“Insiatif Green School untuk Terwujudnya Sekolah Ramah Anak”

Bandung, 5 April 2019 – Selama satu tahun terakhir Save the Children berupaya mempromosikan program kesetaraan gender dan perlindungan anak kepada remaja perempuan dan remaja laki-laki dengan menghargai kesehatan, pendidikan, dan berbagai peluang serta mengatasi norma-norma sosial yang memiliki stereotype negatif terhadap gender melalui project #WeSeeEqual. “Salah satunya kami memastikan anak-anak selalu sehat dan juga berperilaku sehat dalam kehidupan sehari-harinya. Hal ini untuk memastikan pengetahuan kesehatan reproduksi maupun gaya hidup yang sehat sejak remaja,” ungkap Didiek Eko Yuana, Central Indonesia Area Manager Save the Children.

 

Dalam mewujudkan pola hidup sehat remaja, Save the Children bersama P&G Indonesia meluncurkan program Green School, Selasa (2/4), di SMPN 2 Rancaekek, Kabupaten Bandung, Jawa Barat.

“Dalam rangka Earth Week, kami mewujudkan program ini dengan karyawan P&G dalam upaya untuk menjadi kekuatan yang baik dalam pertumbuhan. Pengembangan aspek pola hidup sehat direalisasikan dengan mewujudkan lingkungan yang hijau di sekolah. Hal ini berarti lingkungan sekolah yang mendukung proses pembelajaran anak,” ujar Ernest Layman, Sustainability Leader, PT. Procter & Gamble Home Products Indonesia. Hal serupa diungkapkan oleh Zahra (12), siswa SMPN 2 Rancaekek “Kalau lingkungan sekolahnya kotor, bagaimana kita bisa belajar dengan nyaman.”

 

Didiek menyampaikan “Implementasi Green School dilaksanakan sebagai pilot project di SMPN 2 Rancaekek.

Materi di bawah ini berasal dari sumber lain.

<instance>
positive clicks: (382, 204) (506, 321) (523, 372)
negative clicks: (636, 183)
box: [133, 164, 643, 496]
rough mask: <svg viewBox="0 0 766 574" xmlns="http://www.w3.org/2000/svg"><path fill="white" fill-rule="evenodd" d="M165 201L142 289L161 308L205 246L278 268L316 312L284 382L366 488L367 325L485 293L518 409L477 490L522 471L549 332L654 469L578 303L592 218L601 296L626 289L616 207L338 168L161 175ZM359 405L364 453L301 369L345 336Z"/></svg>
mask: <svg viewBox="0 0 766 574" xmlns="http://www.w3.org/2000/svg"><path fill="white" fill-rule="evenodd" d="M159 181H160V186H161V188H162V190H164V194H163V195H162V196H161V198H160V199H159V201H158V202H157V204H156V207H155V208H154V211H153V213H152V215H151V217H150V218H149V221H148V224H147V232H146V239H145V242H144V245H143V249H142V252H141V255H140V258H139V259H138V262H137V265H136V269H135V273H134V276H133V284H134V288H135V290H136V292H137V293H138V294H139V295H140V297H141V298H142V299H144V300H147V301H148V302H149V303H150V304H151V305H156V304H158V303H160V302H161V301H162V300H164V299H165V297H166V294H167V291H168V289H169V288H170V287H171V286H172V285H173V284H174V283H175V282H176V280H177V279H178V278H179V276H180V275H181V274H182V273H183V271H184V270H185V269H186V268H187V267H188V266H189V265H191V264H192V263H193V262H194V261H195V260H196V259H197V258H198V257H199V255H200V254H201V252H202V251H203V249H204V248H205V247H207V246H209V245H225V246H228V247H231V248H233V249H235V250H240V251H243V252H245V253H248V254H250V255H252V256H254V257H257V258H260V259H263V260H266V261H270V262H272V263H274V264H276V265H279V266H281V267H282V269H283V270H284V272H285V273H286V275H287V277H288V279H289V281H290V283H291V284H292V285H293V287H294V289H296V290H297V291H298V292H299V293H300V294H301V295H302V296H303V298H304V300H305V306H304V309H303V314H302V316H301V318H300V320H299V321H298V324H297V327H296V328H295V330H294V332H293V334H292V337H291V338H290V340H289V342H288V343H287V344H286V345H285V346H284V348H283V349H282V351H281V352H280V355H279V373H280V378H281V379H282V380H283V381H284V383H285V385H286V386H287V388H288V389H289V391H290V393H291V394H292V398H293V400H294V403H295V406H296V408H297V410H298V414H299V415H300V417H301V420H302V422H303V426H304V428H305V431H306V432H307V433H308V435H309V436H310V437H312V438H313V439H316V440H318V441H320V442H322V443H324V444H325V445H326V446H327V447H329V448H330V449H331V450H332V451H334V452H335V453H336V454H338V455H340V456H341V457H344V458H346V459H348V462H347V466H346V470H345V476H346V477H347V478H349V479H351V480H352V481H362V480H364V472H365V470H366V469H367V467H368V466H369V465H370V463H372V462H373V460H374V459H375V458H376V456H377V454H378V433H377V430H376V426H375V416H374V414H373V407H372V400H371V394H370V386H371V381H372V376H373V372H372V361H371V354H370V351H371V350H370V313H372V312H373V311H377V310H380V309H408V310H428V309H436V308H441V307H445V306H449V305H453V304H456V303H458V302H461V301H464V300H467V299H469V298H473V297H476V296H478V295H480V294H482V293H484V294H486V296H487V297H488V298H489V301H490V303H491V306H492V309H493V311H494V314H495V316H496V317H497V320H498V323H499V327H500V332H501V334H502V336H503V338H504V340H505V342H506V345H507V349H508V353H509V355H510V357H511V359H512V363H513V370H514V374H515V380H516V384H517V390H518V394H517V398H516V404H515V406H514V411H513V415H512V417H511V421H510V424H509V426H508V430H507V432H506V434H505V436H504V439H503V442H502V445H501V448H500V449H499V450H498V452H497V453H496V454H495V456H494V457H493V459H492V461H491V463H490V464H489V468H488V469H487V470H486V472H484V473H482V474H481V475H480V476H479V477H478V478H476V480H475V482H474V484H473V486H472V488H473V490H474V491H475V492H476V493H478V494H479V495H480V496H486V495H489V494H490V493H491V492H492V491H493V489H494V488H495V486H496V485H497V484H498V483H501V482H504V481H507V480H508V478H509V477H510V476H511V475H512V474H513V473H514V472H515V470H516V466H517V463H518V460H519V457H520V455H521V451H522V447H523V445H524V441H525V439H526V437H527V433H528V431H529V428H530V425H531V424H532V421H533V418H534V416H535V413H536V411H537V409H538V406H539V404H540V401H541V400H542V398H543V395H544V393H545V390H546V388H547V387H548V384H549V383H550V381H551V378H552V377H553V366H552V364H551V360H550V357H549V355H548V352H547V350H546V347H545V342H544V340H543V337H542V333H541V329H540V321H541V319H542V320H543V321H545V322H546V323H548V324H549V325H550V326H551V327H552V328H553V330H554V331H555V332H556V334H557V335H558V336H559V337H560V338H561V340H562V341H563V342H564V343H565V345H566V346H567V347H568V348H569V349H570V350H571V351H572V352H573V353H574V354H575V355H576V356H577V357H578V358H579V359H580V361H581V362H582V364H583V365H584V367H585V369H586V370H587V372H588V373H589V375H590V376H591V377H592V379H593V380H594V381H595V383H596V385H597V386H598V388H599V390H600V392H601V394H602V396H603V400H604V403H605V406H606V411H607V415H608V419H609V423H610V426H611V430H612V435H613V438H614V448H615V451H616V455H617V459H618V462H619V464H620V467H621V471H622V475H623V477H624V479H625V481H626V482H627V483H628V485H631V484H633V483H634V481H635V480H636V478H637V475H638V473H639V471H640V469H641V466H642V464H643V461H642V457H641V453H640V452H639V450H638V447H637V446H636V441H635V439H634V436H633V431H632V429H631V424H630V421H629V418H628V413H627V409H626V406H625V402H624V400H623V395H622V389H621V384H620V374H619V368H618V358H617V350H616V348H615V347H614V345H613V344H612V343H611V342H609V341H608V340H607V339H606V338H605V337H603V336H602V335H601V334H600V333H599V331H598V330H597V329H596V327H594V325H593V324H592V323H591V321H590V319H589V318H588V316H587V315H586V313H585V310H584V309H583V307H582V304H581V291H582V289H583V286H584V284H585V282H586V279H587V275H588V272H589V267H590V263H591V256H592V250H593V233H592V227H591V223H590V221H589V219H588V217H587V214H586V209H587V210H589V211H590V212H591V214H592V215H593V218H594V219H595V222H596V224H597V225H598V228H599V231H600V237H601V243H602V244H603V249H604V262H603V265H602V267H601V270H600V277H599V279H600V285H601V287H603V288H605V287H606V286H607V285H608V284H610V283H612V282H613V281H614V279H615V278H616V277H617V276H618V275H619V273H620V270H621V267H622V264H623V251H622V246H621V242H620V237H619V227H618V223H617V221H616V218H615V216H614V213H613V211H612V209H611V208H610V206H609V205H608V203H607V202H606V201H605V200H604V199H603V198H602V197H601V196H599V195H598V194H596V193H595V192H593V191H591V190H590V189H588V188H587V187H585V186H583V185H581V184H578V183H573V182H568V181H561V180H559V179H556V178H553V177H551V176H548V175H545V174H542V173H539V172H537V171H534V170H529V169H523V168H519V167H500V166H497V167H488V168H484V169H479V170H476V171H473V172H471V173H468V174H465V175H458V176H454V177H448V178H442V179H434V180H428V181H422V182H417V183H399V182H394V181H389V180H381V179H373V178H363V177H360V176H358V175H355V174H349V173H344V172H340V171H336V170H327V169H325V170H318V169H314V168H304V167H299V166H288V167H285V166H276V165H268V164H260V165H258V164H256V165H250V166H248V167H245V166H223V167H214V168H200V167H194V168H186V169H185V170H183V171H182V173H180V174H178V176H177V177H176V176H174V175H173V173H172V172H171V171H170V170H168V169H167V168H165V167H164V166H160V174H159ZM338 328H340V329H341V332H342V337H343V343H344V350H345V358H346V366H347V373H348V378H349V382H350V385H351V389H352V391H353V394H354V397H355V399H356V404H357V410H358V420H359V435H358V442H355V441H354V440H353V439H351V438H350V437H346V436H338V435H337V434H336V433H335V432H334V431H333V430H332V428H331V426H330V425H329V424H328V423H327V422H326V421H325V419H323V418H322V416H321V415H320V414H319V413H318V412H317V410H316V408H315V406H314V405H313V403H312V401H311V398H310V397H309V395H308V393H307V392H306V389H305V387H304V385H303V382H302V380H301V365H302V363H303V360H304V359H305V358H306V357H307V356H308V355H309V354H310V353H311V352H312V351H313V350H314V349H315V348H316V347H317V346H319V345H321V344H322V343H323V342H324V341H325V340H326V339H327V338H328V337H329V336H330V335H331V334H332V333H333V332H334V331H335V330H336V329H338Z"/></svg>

Dalam menjalankan program Green School, Save the Children dan P&G Indonesia berkolaborasi dengan komunitas lingkungan yaitu Khazanah Hijau Indonesia dan Bandung Permaculture melalui edukasi, workshop dan instalasi Farm to School.”

“Green school yang diterapkan mengusung konsep Permaculture Living Initiative, artinya penerapan seluruh lingkaran kehidupan dimana anak-anak dapat mendapatkan pengalaman dan praktek langsung dalam pengolahan sampah, konsep pertanian yang berkelanjutan, serta keterampilan soft skill anak seperti empati terhadap lingkungan di sekitarnya,” ujar Ernest. Ia menambahkan “Biasanya program green school hanya berupa pemilahan sampah dan penghijauan, sementara yang kami terapkan adalah integrasi hulu ke hilir dari pengolahan sampah organik menjadi biogas dan sampah anorganik menjadi ecobrick, serta pembuatan kebun pangan dengan tanaman asli Indonesia dan penggunaan hasil residu biogas untuk pupuk kebun tersebut.” Program ini bekerjasama dengan Bandung Permaculture.

 

Didiek mengungkapkan bahwa Green School bukan merupakan program tersendiri “Seluruh program yang dikembangkan oleh Save the Children, baik dari We See Equal Project serta Green School mendukung implementasi Sekolah Ramah Anak sebagaimana bagian dari terwujudnya Kota Layak Anak.” Sekolah ramah anak berarti satuan pendidikan formal, non-formal dan informal yang aman, bersih dan sehat, peduli dan berbudaya lingkungan hidup, mampu menjamin, memenuhi, menghargai hak hak anak dan perlindungan anak dari kekerasan, diskriminasi dan perlakuan salah lainnya.  Ramah anak juga berarti mendukung partisipasi anak terutama dalam perencanaan, kebijakan, pembelajaran, pengawasan dan mekanisme pengaduan terkait pemenuhan hak dan perlindungan anak di pendidikan.

Komitmen dalam mewujudkan Green School dilaksanakan pada acara Launching Green School “Permaculture Living Initiative” untuk Mewujudkan Sekolah Ramah Anak di SMPN 2 Rancaekek pada 2 April 2019. “Kegiatan launching ini diawali dengan kegiatan berbagi inspirasi dari karyawan P&G dan Brand Ambassador untuk Pantene,” ungkap Nararya Soeprapto, Direktur, PT. Procter & Gamble Home Products Indonesia. Nararya juga menambahkan “P&G dengan komitmen Sustainability Ambition 2030 yang terbaru melakukan kemitraan transformatif dengan memperkuat program yang telah dilakukan oleh Save the Children dalam mewujudkan lingkungan sekolah yang sehat, aman, dan nyaman sehingga semua anak baik anak perempuan maupun anak laki-laki dapat secara percaya diri menggapai cita-citanya.”